Eltz: Nur um Grundsätzliches zu betonen: Kinder, die – weil sie Allergiker sind oder Polypen haben – nicht durch die Nase, sondern immer nur durch den Mund atmen, bilden eine Fehlstellung aus. Da liegt die Zunge nicht richtig am Gaumen, es schluckt nicht richtig, und das wirkt sich fatal aus. Der Kiefer ist eben nicht nur ein Knochen, sondern wird durch Gesichtsmuskulatur und Zunge maßgeblich geprägt.

Reistenhofer: Aber die meisten festsitzenden Kieferregulierungen beginnen dann, wenn alle bleibenden Zähne da sind. Also ab zirka zwölf Jahren.

STANDARD: Und wie lange dauert eine Behandlung durchschnittlich?

Eltz: Mit neuen Methoden nicht länger als ein- bis eineinhalb Jahre.

STANDARD: Müssen jetzt alle, bei denen es länger dauert, fürchten, nicht gut behandelt zu sein?

Reistenhofer: Nein, auch ich behandle zwar zwischen eineinhalb und zwei Jahren, kenne aber auch wie Kollegen den Hang zur Perfektion. Man will eben ein perfektes Gebiss liefern. Da kann es um einiges länger dauern. Für die Behandlungsdauer ist aber auch das Engagement von Patienten wichtig. Termine nicht einhalten führt zu Verzögerungen.

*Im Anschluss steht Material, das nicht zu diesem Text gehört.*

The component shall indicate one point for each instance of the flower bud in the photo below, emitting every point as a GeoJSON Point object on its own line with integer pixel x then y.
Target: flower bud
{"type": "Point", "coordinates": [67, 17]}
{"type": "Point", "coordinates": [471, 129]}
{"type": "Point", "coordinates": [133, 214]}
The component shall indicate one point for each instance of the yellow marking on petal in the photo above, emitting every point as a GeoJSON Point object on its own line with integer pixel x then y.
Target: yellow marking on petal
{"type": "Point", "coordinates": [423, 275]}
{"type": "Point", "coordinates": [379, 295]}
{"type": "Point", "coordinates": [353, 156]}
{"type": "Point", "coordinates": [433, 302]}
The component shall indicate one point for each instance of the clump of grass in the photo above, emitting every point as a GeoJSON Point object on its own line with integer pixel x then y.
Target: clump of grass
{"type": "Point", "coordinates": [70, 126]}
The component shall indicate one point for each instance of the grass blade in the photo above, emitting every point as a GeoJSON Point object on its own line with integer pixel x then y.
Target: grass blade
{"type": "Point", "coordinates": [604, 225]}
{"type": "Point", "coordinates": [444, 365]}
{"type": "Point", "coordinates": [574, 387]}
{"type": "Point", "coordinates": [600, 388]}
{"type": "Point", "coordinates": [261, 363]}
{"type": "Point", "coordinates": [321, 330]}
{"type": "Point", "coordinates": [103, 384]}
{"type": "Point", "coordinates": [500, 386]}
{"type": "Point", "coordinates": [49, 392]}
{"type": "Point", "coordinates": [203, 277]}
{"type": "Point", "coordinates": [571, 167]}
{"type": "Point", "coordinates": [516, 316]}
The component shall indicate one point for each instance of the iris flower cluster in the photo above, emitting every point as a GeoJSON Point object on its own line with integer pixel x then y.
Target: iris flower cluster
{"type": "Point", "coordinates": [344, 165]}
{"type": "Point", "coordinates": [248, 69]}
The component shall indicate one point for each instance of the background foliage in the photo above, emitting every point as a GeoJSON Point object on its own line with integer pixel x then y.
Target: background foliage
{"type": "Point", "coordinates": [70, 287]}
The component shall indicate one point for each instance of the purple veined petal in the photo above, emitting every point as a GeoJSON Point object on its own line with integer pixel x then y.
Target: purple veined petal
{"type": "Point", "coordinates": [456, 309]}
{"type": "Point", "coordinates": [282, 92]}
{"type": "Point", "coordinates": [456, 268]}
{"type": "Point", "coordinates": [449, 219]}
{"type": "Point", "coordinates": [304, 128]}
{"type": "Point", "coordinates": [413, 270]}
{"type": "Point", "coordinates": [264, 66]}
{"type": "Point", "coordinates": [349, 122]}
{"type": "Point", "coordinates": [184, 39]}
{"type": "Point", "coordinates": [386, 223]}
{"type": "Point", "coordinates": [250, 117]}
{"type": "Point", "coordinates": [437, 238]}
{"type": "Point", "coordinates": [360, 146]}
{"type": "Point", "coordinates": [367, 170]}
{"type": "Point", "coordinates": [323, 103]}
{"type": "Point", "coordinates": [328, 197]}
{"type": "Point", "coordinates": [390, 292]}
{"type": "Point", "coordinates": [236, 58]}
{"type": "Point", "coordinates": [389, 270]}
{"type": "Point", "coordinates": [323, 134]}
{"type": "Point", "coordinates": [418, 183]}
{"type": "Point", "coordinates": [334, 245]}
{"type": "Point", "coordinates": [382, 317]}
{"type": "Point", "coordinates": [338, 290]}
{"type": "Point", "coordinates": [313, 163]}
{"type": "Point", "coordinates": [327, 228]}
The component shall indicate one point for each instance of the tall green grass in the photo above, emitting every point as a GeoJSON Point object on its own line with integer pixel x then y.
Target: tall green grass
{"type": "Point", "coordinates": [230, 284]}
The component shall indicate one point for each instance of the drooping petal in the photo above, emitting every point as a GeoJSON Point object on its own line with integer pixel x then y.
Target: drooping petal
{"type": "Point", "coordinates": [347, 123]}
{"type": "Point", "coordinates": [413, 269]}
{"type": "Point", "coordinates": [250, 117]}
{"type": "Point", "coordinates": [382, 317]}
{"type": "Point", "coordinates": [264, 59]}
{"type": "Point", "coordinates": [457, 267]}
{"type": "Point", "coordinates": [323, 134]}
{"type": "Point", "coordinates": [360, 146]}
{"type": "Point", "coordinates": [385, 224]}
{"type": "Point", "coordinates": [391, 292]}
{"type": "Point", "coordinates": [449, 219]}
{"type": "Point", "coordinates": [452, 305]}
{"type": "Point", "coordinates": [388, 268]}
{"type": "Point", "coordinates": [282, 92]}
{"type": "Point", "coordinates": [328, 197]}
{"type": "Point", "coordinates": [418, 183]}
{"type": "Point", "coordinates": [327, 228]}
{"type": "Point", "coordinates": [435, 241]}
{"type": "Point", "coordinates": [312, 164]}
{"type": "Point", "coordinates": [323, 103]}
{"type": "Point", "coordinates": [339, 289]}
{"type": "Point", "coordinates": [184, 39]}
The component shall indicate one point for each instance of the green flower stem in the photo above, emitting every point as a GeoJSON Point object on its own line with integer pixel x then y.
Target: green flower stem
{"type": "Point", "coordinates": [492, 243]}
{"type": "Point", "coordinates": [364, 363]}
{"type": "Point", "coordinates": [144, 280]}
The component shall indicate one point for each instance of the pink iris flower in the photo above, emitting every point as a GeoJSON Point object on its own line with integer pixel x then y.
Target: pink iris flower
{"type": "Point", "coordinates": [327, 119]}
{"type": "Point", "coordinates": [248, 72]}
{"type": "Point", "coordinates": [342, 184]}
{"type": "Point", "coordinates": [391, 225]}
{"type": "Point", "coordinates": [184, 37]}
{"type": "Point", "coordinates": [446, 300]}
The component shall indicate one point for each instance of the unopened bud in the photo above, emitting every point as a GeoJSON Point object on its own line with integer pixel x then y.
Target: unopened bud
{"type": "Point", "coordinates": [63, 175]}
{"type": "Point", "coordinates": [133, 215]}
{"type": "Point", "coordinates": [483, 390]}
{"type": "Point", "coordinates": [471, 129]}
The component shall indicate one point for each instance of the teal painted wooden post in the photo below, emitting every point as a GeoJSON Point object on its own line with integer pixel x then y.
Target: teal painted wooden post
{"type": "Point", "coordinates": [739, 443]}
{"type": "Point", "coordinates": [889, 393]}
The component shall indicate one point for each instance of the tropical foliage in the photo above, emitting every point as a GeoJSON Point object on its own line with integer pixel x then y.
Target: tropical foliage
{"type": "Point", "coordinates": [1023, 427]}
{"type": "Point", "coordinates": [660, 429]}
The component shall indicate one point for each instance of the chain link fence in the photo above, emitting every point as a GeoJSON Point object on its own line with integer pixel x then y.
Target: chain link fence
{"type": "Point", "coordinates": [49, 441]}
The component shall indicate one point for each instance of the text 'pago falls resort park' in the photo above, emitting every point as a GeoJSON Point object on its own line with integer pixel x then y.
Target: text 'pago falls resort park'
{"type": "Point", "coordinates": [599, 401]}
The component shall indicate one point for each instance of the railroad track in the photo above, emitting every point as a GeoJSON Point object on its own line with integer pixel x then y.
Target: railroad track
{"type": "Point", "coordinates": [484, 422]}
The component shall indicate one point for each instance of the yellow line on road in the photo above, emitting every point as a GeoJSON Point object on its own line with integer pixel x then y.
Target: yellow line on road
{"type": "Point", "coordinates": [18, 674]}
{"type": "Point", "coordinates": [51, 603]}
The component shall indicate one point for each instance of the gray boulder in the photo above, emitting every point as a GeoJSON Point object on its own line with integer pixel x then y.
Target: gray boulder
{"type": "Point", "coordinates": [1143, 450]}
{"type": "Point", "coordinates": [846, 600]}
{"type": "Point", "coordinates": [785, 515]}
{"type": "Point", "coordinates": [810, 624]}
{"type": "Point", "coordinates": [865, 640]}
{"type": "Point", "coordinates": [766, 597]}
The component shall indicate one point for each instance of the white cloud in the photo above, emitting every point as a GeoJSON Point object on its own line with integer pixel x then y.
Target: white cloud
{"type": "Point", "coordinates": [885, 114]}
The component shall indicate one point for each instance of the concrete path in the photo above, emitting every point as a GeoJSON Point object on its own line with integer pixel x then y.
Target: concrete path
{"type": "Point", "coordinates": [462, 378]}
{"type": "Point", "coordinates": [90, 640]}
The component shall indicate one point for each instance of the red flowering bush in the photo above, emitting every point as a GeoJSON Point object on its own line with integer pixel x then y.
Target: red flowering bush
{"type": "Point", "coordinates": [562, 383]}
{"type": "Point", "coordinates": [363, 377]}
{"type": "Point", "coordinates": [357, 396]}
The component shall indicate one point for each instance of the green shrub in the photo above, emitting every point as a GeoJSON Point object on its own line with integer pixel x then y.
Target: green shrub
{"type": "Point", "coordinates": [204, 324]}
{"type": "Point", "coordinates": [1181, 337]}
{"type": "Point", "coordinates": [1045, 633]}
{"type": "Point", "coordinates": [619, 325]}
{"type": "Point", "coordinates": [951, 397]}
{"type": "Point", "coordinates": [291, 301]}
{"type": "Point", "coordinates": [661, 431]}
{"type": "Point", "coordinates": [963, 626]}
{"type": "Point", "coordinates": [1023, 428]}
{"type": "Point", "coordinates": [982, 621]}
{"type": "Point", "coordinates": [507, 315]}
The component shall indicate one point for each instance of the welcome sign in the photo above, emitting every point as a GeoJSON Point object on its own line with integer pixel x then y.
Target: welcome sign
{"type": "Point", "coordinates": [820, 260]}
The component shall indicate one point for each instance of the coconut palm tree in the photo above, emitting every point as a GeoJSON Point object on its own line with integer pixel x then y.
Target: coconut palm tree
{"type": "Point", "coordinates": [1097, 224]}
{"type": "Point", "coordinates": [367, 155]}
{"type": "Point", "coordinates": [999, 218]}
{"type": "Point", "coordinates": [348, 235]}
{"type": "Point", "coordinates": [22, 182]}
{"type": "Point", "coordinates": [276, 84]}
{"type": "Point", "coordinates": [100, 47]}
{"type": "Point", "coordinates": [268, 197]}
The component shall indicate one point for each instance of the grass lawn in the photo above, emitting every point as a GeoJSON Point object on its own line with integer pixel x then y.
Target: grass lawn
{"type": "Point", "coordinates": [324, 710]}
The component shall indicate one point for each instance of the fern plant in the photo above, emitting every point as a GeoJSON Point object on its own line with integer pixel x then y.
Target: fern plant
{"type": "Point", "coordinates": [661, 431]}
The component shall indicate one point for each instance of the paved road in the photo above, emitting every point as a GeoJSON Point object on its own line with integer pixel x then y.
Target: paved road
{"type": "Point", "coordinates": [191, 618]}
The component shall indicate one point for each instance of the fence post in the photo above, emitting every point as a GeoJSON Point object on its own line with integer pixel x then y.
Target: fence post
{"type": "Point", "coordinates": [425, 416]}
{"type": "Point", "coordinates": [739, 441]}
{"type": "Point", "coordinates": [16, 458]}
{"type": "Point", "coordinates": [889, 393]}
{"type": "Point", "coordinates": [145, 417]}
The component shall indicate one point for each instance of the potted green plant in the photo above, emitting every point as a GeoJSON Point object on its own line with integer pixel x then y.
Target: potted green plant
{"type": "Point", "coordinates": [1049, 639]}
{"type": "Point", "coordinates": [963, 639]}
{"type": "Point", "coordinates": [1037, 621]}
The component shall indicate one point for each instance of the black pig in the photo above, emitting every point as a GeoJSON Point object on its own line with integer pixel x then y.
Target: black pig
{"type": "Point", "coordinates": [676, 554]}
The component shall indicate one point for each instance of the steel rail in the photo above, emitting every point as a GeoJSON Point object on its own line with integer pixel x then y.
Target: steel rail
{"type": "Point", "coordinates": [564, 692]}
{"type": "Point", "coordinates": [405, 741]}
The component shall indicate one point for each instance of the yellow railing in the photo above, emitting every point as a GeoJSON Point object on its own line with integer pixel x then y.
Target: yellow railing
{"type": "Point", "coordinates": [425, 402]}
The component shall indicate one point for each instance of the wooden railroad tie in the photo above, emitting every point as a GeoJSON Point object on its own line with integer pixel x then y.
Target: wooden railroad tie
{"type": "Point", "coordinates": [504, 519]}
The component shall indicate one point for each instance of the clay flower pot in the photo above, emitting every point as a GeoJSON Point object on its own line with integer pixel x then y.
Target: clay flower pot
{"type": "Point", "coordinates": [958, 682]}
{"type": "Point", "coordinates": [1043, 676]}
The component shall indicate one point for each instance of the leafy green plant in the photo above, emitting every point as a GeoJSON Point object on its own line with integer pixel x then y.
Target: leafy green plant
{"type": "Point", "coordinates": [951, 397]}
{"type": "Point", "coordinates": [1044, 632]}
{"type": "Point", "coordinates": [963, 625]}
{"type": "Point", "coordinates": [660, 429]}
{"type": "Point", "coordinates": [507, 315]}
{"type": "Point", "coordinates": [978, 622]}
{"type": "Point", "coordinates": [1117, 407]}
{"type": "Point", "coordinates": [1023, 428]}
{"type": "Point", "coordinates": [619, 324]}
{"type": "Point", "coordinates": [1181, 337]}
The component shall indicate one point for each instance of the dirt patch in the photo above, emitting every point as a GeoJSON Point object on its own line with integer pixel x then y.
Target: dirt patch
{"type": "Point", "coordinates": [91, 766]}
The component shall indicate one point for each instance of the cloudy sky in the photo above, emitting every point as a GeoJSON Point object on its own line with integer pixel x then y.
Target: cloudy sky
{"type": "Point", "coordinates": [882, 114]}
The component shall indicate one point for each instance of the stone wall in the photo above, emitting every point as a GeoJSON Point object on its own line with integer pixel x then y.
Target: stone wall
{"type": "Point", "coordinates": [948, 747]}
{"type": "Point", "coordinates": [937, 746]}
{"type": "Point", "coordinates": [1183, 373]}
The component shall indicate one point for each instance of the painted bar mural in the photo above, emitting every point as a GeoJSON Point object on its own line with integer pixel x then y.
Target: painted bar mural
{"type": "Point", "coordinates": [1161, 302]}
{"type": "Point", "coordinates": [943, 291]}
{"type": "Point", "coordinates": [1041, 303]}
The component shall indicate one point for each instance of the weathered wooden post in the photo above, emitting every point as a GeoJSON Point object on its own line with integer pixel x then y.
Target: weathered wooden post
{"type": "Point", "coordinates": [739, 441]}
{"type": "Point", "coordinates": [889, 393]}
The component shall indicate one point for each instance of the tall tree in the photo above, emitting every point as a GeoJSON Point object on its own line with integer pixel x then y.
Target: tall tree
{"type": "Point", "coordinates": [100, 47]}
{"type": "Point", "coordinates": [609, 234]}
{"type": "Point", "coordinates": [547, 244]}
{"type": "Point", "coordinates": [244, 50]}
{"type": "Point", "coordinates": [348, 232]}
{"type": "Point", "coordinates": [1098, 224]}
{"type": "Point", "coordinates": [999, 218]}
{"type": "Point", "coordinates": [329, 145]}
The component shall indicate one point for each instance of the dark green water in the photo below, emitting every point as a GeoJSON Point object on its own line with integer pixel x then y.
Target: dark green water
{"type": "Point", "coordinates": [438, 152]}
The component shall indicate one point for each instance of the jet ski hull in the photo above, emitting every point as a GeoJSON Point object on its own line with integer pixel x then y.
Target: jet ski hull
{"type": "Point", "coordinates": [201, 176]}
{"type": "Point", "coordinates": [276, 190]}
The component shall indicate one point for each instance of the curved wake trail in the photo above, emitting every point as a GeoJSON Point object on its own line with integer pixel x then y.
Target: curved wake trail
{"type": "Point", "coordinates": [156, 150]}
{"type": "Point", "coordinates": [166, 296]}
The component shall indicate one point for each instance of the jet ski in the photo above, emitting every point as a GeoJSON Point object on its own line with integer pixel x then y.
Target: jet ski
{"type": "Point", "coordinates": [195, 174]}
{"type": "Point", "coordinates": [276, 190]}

Eltz: Auch Brackets müssen pfleglich behandelt werden. Wer in eine Karotte beißt, kann sich die Brackets ruinieren. Auch das kostet Zeit.

STANDARD: Können sich Patienten bei Ihnen auch Dinge wünschen?

Reistenhofer: Das ist eine Frage, mit der wir immer wieder konfrontiert sind. Schwierig wird es, wenn ärztliches Wissen gegen Patientenwünsche steht.

Eltz: Da sollten wir unserer ärztlichen Berufung verpflichtet sein. Die Funktion des Kiefers steht im Vordergrund.

Rieger: Die Frage ist heikel, doch wenn man auf Patientenwünsche eingeht, kann das ja fatale Folgen haben, die Laien niemals abschätzen können. Ich mache keine halben Sachen, die fallen einem auf den Kopf.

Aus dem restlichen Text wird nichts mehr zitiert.